What I got out of this... The Red Queen says you have to run twice as fast as you can't. 👍
This game, corewars, the paper and the work done for it, have very little connection to self-improving AIs. We have known for quite some time now that a coding agent is able to see the results of its code running and alter the code so that the results are more desirable (e.g. making a few attempts at making a test pass). The story - we can get an agent to iterate over code - isn't really news, and the outcome, that code was generated that was better than humans isn't really surprising given the amount of compute time thrown into it. It's results are better than a humans because it was given more time to look at the problem than a human (relative to cognition speed - humans are slower so take more elapsed time, meaning that 10-years in RL is like a single day of compute). So, being faster, LLMs need less elapsed time than a human, and given more thinking time is bound to unveil new solutions (if they exist). The lesson is, that where adversarial systems are possible, it is possible to cram a lot of thinking time into a relatively short elapsed real time, and the amount of thinking time equates to results because we have great way of judging our results and a way of ensuring continual evolution of the resulting strategy. That's all. It's not really ground-breaking and it isn't going to change the world. We've known this for a couple of decades now.

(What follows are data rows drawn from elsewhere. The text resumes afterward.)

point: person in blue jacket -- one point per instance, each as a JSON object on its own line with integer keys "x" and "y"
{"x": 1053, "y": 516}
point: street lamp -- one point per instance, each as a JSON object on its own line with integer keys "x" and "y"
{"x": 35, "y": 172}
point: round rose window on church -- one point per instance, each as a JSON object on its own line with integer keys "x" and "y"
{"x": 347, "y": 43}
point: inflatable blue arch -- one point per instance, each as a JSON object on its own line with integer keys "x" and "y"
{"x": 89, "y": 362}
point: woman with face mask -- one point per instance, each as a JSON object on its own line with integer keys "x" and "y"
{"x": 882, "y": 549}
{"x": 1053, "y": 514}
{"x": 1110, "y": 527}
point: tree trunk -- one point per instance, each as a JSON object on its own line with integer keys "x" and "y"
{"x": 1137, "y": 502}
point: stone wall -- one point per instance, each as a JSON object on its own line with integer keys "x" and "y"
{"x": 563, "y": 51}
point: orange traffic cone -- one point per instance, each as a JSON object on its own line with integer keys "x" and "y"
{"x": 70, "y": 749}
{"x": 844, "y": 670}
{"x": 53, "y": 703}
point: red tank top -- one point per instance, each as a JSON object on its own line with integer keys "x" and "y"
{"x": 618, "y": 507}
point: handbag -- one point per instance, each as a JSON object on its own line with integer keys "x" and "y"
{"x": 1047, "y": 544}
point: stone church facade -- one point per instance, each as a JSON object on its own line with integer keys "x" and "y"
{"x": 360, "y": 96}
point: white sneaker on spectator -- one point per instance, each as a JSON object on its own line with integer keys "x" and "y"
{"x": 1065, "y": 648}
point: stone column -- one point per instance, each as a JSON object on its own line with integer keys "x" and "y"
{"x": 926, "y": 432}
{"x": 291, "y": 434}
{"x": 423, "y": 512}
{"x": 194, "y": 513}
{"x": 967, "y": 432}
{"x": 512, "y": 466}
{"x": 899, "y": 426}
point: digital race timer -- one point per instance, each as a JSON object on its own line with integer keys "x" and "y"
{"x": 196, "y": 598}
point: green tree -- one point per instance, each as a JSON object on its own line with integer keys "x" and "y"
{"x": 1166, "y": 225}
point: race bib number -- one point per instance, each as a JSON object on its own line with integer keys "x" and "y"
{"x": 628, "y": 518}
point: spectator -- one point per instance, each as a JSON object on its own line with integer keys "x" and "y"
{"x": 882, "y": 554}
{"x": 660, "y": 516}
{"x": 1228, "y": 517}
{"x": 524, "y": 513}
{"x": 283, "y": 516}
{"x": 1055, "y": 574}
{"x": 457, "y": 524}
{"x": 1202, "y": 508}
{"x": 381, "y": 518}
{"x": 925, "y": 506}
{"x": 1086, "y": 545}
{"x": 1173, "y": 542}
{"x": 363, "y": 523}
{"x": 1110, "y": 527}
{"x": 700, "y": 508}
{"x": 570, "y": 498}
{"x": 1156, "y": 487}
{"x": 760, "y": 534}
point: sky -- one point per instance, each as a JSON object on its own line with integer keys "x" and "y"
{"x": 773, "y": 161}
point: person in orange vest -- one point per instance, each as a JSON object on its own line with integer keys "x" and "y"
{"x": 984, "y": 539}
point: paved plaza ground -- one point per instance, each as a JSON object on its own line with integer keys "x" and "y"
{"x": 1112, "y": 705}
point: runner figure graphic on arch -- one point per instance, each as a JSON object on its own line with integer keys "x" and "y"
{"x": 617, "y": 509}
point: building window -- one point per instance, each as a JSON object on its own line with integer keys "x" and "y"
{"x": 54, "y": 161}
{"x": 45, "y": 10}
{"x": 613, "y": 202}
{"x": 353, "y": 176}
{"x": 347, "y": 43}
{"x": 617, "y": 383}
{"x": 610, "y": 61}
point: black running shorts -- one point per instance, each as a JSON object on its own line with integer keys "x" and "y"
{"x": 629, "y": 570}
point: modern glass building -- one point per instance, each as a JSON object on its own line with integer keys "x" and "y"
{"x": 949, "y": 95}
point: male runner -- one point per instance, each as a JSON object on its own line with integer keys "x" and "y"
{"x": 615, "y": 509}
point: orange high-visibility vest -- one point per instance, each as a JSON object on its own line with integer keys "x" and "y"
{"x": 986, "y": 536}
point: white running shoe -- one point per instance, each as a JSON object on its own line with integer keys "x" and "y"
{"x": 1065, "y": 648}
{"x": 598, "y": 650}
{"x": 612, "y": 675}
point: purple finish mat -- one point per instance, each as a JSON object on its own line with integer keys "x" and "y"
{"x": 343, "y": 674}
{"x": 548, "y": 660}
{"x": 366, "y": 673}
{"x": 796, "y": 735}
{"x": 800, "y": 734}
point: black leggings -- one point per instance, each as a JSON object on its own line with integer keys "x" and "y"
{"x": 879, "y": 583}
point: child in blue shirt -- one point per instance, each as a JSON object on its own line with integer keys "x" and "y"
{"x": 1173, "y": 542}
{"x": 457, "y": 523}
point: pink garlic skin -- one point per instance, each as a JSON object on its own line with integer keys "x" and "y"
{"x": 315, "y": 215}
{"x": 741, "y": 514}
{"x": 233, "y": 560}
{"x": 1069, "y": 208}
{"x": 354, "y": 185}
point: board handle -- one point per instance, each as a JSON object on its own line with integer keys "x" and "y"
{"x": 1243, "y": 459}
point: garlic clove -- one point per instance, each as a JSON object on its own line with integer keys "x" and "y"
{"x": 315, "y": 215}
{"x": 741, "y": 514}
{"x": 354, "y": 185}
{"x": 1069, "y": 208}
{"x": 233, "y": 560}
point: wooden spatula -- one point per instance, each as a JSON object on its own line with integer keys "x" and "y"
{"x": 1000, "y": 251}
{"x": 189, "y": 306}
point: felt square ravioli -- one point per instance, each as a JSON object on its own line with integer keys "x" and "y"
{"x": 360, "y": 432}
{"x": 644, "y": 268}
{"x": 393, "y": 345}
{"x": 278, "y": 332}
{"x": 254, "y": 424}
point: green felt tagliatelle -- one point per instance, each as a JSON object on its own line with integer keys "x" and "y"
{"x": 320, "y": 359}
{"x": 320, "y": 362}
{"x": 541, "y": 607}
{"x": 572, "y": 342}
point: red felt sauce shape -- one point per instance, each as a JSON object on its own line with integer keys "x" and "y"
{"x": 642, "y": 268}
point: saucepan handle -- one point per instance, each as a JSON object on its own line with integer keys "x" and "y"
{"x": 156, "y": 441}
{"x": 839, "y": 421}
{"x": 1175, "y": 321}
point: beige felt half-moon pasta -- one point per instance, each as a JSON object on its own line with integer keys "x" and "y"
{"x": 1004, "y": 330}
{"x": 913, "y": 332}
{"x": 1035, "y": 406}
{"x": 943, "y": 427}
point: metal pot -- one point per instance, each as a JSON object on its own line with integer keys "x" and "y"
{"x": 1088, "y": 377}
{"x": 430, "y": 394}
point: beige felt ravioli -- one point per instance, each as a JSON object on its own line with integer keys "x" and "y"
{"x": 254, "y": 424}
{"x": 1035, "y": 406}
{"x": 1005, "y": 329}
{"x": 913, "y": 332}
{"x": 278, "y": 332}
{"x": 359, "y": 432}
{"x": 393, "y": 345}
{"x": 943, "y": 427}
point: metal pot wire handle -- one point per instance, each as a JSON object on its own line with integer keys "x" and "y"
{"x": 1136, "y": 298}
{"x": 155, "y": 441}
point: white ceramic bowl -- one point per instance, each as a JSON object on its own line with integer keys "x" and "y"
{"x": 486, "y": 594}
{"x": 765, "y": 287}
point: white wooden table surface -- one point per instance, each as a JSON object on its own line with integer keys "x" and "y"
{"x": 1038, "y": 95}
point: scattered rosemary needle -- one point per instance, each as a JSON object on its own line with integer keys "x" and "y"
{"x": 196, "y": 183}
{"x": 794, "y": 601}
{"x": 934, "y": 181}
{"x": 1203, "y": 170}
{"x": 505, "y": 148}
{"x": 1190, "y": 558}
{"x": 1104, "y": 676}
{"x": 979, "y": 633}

You have explained it as clearly and simply as anyone has of yet. And now I'm even more scared.
I played around with this when I was 12 years old in the 80s. Amazing to see it's still around
Still waiting for first AI :D
T2 holds up?! T800: "My CPU is a neural net" It's GPU! Gosh!
Before "core wars" in 1984, there was "core war", and before that "Darwin". And this history of self-replicating programs from the 1960s is also the progenitor of all modern computer viruses and worms.
Man, I've been watching you since the very early days. I'm so happy to see you cover topics like this. There is curiosity and wonder still. Thank you!